Handley raised both hands, as if to erase his last paragraph. “Let me put it another way. You have a computer with an auto-dial phone link. You put the VIRUS program into it and it starts dialing phone numbers at random until it connects to another computer with an auto-dial. The VIRUS program then injects itself into the new computer. Or rather, it reprograms the new computer with a VIRUS program of its own and erases itself from the first computer. The second machine then begins to dial phone numbers at random until it connects with a third machine. You get the picture?”

Auberson was delighted at the audacity of it “It’s beautiful. It’s outrageous.”

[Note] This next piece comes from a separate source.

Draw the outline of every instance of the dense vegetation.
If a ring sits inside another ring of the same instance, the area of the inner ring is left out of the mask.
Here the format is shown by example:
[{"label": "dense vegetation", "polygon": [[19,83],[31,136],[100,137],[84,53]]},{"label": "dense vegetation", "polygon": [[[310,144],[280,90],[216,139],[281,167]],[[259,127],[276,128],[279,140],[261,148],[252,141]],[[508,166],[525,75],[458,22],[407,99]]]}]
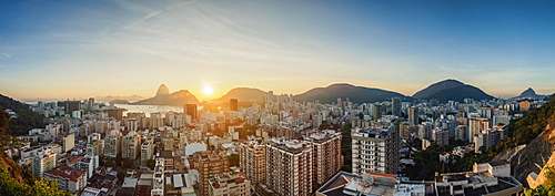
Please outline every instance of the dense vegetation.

“Oh, yeah,” Handley agreed dourly. “It’s fun to think about, but it was hell to get out of the system. The guy who wrote it had a few little extra goodies tacked onto it — well, I won’t go into any detail. I’ll just tell you that he also wrote a second program, only this one would cost you — it was called VACCINE.”

Auberson laughed again. “I think I get the point.”

“Anyway, for a while there, the VIRUS programs were getting out of hand. A lot of computer people never knew about it because their machines might be infected and cured within the space of a week or two, but there were some big companies that needed every moment of on-time — even with time-sharing. After a couple of months, that VIRUS program was costing them real money. It was taking up time that somebody else should have been using. Because it dialed numbers at random, it might stay in one computer for several months and another only for several days.”

“But there was only one VIRUS program, wasn’t there?”

“At first there was, but there were copies of it floating around, and various other people couldn’t resist starting plagues of their own. And somewhere along the line, one of them mutated.”

“Huh?”

“Evidently, there was some kind of garbling during transmission, perhaps a faulty phone link or a premature disconnection. In any case, copies of the program started appearing that didn’t have the self-erase order at the end. In other words, one machine could infect another and then both would be infected, dialing numbers at random until ultimately every phone-link computer in the world would be infected.”